Naalu Policeum Nalla Irundha Oorum is the kind of film where we’re not supposed to care that it looks like a Class IV production of Aattukkara Alamelu. The jokes are supposed to be the thing – and for a brief while, they are. The four cops of the title (Arulnithi, Singampuli, Bagavathi Perumal, Rajkumar) live in the village of the title. It’s a crime-free village. There’s a gold chain on the street, and no one picks it up – I mean, not even a dog or a crow or a child fascinated by a shiny thing makes off with it. Such a utopia, naturally, needs no cops – and so the dismayed quartet receives a transfer order to someplace spilling over with riots. Singampuli gets a bright idea (and in case we don’t get it, a bulb appears on screen, behind him, and lights up): Why not stage phony crimes and create the impression that this village does need cops?

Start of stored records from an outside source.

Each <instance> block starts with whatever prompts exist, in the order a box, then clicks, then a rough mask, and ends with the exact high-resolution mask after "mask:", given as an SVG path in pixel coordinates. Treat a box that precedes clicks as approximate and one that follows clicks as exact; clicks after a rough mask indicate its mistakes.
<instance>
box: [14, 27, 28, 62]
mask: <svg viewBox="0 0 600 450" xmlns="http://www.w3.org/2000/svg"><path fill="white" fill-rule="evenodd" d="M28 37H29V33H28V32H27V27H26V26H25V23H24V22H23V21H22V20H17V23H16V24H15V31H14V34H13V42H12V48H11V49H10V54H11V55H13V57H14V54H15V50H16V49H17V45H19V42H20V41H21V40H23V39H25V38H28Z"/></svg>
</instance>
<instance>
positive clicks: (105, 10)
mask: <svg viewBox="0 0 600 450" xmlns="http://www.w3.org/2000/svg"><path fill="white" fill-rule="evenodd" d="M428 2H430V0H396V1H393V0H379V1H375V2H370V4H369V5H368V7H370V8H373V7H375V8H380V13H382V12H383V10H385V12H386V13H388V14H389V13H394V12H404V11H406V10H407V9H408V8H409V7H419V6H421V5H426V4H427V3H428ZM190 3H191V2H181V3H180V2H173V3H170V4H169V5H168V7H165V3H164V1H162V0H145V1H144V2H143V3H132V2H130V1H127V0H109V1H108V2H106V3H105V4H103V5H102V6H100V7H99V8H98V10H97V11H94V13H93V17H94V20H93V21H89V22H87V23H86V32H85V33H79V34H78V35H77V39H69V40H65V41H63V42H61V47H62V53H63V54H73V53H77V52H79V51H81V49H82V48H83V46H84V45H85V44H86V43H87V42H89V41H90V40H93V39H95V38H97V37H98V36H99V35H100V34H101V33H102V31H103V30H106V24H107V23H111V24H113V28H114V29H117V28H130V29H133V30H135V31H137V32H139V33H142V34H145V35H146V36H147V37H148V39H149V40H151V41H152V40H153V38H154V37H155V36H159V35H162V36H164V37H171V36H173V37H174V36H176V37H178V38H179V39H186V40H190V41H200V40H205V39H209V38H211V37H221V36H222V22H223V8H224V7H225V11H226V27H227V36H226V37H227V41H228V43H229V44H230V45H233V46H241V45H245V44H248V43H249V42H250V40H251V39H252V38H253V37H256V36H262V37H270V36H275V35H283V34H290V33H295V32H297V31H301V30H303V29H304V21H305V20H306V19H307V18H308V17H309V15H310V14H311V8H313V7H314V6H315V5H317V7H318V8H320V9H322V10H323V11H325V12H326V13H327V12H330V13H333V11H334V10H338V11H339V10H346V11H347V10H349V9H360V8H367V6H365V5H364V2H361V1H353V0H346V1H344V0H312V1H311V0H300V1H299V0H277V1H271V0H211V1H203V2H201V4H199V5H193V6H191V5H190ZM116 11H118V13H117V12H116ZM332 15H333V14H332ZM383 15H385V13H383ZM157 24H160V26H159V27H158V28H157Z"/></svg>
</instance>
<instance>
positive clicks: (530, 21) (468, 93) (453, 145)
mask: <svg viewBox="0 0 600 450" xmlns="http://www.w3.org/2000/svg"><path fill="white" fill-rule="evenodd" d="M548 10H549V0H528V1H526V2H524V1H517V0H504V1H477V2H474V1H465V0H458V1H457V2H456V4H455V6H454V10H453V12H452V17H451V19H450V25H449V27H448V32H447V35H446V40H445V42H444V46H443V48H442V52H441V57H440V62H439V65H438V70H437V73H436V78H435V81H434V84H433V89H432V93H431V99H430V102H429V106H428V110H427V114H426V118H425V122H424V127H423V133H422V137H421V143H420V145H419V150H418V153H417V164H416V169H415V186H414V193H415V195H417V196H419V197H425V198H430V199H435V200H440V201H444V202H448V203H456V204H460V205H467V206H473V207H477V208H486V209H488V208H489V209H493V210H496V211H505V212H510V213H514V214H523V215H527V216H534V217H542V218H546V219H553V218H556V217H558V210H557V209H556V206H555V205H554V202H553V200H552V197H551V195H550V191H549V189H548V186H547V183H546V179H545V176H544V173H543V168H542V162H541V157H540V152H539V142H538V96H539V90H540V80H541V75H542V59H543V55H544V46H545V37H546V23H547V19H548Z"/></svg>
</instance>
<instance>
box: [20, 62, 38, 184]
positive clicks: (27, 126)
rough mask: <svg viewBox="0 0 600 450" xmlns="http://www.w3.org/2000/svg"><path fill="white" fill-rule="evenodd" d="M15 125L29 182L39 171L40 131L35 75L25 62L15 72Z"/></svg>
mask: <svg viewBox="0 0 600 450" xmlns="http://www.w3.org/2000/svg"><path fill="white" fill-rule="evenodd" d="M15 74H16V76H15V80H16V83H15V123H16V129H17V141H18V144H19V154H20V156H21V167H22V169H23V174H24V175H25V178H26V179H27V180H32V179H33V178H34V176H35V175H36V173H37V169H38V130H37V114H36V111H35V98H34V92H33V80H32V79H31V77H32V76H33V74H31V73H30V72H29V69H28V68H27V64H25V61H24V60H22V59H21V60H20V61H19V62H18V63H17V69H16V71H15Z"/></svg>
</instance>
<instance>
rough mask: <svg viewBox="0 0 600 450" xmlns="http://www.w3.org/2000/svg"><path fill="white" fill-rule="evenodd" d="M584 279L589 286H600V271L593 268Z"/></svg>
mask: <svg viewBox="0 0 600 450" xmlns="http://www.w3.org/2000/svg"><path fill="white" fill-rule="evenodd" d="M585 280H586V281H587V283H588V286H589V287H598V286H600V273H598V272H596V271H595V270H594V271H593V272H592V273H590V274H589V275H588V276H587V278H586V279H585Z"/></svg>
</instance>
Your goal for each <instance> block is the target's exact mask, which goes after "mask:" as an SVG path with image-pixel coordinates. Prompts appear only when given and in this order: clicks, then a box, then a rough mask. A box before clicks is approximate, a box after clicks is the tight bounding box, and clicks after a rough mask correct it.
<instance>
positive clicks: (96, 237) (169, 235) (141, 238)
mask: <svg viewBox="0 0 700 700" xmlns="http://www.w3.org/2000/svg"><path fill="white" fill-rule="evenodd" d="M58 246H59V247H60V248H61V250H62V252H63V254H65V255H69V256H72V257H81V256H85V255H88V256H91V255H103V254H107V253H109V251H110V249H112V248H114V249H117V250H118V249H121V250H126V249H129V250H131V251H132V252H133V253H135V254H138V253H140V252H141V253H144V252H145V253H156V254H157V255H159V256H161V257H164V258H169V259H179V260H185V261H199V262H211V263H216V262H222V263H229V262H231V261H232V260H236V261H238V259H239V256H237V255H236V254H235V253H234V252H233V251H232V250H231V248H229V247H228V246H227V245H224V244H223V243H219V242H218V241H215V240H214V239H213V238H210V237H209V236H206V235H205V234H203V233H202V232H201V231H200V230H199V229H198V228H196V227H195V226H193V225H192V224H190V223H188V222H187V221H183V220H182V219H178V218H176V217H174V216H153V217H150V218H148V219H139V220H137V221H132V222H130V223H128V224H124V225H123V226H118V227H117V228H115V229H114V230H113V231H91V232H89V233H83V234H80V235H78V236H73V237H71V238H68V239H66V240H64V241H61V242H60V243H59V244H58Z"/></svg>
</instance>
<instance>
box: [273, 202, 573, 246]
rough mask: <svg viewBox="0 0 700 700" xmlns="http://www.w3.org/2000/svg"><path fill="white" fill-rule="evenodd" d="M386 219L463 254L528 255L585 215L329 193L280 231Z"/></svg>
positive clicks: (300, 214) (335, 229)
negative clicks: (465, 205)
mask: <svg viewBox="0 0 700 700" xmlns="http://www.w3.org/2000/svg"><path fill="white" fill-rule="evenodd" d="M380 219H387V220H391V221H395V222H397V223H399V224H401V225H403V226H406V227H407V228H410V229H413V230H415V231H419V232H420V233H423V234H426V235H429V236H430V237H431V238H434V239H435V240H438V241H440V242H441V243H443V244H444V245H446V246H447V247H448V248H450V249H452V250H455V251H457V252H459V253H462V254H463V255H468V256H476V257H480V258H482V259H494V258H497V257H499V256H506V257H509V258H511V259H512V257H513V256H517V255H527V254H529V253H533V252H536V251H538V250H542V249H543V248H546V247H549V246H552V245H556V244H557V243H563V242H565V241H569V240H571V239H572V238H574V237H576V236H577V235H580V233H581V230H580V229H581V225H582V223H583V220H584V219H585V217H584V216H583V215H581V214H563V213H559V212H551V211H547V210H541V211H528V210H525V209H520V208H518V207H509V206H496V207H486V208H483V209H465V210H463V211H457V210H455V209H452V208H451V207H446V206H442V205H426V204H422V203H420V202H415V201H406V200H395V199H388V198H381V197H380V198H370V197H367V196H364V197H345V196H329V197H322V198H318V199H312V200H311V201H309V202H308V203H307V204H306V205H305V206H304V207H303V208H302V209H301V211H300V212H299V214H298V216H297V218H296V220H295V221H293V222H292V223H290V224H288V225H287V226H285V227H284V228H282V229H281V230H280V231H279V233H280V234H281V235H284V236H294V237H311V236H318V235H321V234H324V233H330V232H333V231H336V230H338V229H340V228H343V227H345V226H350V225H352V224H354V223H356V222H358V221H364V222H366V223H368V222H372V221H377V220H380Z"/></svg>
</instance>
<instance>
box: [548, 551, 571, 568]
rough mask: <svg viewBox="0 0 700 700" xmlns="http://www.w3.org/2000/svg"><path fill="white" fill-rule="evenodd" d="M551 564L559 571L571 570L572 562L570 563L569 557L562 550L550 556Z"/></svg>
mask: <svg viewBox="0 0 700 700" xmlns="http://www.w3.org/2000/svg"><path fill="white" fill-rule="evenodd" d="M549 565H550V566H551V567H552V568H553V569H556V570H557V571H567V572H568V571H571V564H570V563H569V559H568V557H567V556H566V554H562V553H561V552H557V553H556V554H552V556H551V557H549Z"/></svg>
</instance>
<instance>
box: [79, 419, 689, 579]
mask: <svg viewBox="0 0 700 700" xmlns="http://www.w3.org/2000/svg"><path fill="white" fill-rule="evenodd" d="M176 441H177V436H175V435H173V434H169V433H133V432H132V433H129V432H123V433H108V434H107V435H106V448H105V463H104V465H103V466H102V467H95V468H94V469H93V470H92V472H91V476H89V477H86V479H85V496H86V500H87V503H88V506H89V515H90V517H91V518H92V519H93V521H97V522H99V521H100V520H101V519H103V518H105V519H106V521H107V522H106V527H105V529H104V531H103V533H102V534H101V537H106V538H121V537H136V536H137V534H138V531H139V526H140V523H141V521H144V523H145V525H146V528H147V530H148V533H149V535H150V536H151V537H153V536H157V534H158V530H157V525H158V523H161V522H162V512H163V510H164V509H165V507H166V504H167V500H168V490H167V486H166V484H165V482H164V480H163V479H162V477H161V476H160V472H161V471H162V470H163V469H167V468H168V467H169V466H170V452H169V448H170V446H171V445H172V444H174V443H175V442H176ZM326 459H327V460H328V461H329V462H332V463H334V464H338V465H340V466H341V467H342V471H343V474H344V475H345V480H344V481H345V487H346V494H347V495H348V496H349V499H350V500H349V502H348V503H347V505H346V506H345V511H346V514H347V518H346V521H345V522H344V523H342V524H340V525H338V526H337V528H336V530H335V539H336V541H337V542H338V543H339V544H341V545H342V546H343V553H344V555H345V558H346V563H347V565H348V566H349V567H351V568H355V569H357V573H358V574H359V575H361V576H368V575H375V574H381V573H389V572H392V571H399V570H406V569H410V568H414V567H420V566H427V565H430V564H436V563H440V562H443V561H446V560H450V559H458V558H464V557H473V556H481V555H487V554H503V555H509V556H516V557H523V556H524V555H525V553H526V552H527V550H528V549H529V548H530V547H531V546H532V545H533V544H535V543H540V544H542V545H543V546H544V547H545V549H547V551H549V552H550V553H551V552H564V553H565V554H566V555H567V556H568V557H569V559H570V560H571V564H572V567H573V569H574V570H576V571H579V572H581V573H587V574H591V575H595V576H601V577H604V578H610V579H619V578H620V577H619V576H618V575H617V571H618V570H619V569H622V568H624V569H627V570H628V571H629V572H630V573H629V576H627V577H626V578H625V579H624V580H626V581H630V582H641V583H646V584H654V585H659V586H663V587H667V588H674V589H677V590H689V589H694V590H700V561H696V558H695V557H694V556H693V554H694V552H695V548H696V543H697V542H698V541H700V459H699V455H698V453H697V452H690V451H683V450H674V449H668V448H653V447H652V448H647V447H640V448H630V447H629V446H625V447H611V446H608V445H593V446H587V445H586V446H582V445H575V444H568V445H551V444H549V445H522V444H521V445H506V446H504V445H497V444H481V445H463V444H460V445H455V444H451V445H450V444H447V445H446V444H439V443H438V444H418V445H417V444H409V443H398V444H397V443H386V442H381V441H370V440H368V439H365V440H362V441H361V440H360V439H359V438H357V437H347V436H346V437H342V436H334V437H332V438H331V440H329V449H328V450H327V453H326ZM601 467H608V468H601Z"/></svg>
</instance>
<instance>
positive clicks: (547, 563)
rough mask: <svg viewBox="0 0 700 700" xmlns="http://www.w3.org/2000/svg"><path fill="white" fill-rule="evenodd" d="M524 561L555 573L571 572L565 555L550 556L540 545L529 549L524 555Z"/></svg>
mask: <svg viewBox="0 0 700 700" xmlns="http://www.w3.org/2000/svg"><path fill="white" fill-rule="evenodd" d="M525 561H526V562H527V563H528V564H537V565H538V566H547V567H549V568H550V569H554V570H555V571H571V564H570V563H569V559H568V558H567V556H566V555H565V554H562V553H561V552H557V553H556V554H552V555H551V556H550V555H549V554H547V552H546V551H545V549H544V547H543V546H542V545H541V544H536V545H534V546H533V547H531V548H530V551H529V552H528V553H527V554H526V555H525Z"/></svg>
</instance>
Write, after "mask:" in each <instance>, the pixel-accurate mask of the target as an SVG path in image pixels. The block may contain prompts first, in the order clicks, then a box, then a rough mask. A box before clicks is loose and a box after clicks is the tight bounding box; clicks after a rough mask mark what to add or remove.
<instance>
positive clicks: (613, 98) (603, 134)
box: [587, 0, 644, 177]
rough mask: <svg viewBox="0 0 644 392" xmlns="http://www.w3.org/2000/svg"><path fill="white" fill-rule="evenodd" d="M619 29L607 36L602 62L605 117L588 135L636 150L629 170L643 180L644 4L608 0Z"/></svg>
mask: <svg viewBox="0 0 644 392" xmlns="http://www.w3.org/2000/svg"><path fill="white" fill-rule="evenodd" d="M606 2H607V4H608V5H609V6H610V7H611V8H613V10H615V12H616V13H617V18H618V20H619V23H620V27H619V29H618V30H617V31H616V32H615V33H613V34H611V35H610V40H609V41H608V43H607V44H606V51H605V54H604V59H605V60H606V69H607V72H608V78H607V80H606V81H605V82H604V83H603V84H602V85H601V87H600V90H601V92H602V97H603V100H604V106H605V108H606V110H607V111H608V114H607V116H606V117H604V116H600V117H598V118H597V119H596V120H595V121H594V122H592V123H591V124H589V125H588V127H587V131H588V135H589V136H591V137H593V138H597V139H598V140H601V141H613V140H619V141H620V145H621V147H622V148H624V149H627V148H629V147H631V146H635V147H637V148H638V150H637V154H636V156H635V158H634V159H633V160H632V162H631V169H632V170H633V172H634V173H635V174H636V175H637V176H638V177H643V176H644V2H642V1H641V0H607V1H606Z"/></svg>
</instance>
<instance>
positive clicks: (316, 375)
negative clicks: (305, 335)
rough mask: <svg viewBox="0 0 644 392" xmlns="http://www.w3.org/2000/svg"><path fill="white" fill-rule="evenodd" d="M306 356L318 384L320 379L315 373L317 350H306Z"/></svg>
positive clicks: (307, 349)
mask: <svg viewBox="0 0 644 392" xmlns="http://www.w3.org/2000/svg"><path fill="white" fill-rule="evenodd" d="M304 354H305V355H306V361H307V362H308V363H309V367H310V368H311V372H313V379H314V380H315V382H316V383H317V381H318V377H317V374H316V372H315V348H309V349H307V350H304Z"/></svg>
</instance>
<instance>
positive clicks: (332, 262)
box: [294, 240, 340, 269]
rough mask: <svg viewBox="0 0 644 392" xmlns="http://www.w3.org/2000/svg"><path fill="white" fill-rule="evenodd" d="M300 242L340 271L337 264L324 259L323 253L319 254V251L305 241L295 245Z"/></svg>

It’s not a bad premise. It’s adapted from a 1939 British comedy named Ask a Policeman. Arulnithi is very awkward. He still hasn’t figured out what to do with his hands while delivering dialogue. But it’s really Singampuli’s show – even if the jokes are predictable. When a knife is thrown at someone who’s fleeing, you know it’s going to land on the butt. Tears are guaranteed – either because you’re laughing so hard, or you’ve realised that of all the things you could be doing with this precious life, you’ve chosen to watch a knife land on a butt. There’s a love angle too – Arulnithi and Remya Nambeesan. She’s a schoolteacher. The heroines in these films are always schoolteachers. He’s the guy who’s tongue-tied every time he sees her, which leads to the film’s only interesting conceit – all the hero-like things he does are in his dreams. He dreams that he fights for her. He dreams that he sings with her – in CS Jayaraman’s voice. I suppose, to a modern-day audience, that’s shorthand for “clutch your sides now.”
And then the director, N J Srikrishna, gets really ambitious. The film switches tracks and becomes a dead-serious parable. About the dangers of deceit. About how civilization is just a veneer and we are all bloodthirsty savages underneath. Suddenly, we get songs that go chinna chinna theeporithaane kaatta koluthuthu – small sparks can burn up forests. You wish one of those sparks had found its way to the film negative. The change of tone is terribly done, and the characters transform instantly, conveniently, like a switch was turned on. And yet, Srikrishna keeps going for laughs. There’s one bizarre bit where a thief (Yogi Babu) orchestrates a series of burglaries – he literally orchestrates it, waving a baton as his minions scamper about stealing stuff. All of this needs infinitely better writing, staging and acting, along with an actual ending. I don’t think I’ve seen another “comedy” that left this bad a taste in the mouth.